Examinons celui des nématicides. L'offre est la suivante : DD 92, Dorlone 2000, Télone 2000, Temik 10G (Aventis) et Esaco à la dose de 1 200 l/ha. Elle est homogène en termes de coût et de toxicité à l'égard de l'environnement. La TGAP a hissé le DD92, le Dorlone, le Télone et l'Esaco au niveau du Temik, produit peu affecté par la taxe alors que sa matière active se range dans la classe la plus pénalisée. Le seul moyen de réduire la pollution liée à l'emploi de ces produits serait d'y renoncer. Les distributeurs interrogés n'y croient pas en l'absence de solution de remplacement. Selon eux, la TGAP n'aura qu'une conséquence : elle incitera les vignerons à mieux respecter les délais de repos du sol afin d'assurer la réussite de leurs traitements devenus plus chers.

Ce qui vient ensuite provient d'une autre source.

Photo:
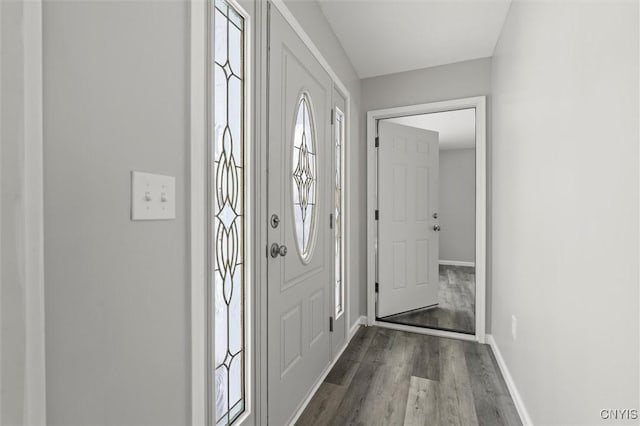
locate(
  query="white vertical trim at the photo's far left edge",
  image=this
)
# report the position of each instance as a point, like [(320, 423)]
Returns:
[(29, 244)]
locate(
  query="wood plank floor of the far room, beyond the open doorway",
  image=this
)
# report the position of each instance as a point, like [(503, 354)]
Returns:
[(456, 303)]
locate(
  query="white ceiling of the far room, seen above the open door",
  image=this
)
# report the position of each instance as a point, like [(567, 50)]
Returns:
[(456, 128)]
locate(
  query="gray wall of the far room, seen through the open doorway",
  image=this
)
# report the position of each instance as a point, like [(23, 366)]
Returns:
[(457, 196)]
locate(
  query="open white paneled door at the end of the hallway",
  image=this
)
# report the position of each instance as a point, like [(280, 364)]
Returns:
[(407, 224)]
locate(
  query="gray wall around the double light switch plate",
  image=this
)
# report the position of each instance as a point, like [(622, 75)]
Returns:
[(117, 309)]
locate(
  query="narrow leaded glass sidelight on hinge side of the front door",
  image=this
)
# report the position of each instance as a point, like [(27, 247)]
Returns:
[(339, 141)]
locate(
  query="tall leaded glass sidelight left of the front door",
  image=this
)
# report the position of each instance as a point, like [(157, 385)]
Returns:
[(228, 221)]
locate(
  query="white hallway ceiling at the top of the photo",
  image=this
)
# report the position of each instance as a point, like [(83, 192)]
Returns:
[(389, 36)]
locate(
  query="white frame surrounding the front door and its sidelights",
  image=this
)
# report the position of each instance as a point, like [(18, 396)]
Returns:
[(198, 199)]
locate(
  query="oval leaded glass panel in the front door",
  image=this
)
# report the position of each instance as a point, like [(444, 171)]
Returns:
[(304, 178)]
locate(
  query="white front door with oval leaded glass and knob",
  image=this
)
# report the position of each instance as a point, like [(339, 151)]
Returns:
[(300, 278)]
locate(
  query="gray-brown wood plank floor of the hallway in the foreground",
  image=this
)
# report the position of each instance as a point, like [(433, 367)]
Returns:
[(389, 377)]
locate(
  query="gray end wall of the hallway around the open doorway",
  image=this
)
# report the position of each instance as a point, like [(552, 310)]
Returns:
[(453, 81)]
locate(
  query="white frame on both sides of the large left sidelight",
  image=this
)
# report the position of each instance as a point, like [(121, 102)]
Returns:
[(202, 324)]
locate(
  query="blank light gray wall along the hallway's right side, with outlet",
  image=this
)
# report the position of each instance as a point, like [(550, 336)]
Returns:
[(565, 207)]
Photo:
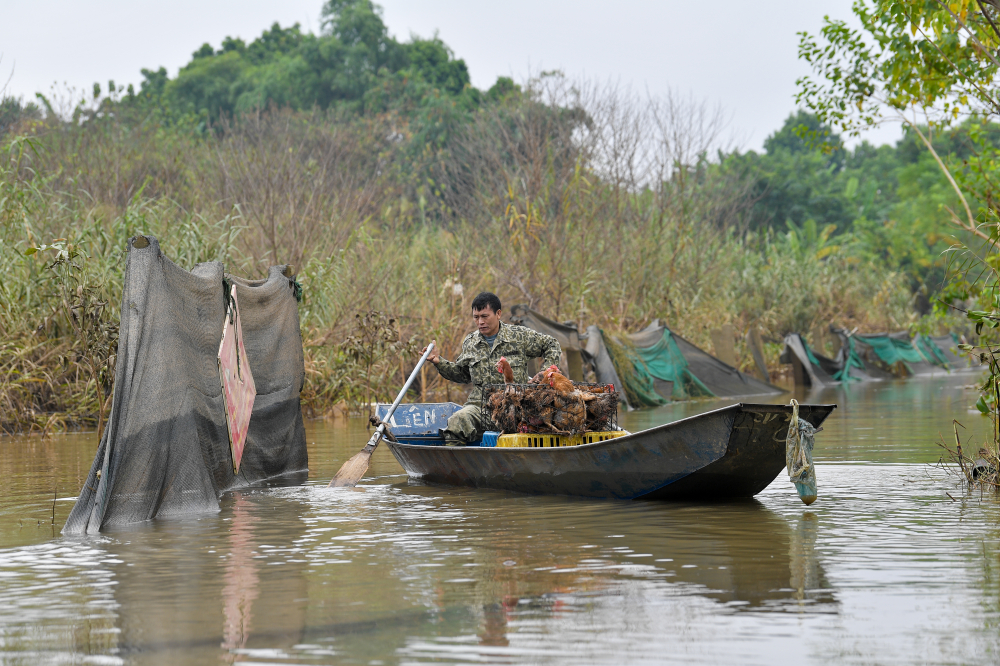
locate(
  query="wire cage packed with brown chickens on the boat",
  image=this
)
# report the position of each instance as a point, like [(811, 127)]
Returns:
[(540, 408)]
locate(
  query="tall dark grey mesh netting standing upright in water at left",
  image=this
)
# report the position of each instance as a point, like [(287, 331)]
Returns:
[(165, 449)]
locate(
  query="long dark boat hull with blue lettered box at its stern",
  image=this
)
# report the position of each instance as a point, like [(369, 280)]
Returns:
[(726, 453)]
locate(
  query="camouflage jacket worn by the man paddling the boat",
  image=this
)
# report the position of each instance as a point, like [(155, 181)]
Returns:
[(477, 363)]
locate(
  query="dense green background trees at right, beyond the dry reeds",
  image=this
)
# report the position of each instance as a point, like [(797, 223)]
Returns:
[(888, 204)]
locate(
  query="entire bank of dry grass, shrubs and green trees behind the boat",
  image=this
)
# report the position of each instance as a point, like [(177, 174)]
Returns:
[(392, 184)]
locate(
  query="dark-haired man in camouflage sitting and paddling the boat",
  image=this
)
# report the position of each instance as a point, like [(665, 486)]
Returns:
[(477, 363)]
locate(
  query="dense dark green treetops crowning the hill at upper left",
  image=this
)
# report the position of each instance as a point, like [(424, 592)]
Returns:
[(347, 65)]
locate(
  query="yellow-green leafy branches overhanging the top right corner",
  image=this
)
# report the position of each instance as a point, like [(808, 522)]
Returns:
[(908, 54)]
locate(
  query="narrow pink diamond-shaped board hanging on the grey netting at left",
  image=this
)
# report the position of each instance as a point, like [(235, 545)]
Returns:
[(238, 389)]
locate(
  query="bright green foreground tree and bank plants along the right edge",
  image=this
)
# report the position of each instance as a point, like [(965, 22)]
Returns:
[(932, 66)]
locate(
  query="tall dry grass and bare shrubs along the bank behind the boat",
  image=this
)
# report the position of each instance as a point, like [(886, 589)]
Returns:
[(613, 216)]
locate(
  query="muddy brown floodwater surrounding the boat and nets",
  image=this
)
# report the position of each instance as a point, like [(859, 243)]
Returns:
[(892, 565)]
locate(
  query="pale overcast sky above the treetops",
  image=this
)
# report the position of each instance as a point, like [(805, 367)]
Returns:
[(739, 54)]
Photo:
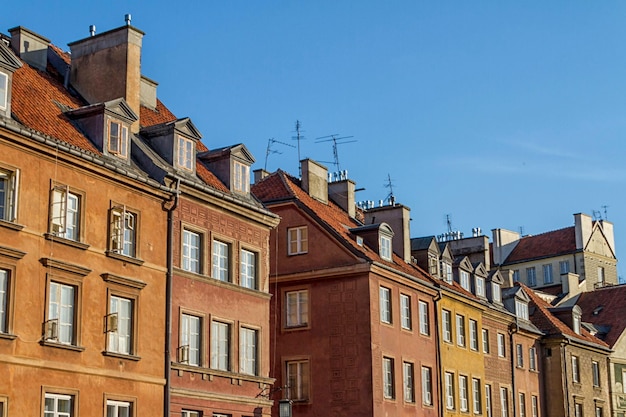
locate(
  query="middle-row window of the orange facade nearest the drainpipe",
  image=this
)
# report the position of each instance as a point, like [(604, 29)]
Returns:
[(120, 325)]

Les utilisations d'arsénite de soude devraient également se maintenir en l'absence d'alternative contre l'esca. Le diuron pourrait même connaître un regain d'intérêt, compte tenu des ennuis que connaissent d'autres herbicides. A l'opposé de ces produits qui subissent des hausses notables, d'autres sont très peu affectés par la taxe, bien qu'ils comprennent des matières actives inscrites dans les classes les plus toxiques. Elle n'aura donc aucune influence sur leur marché. ' Seuls les thirames (antibotrytis) risquent de reculer, estime un distributeur méridional. Avec l'augmentation qu'ils vont subir, les clients verront que d'autres produits offrent un meilleur rapport prix/performances. ' Si cette prévision devait se vérifier, le gouvernement n'aurait trouvé qu'un moyen supplémentaire de remplir les caisses de l'Etat, et non celui de réduire les pollutions d'origine agricole.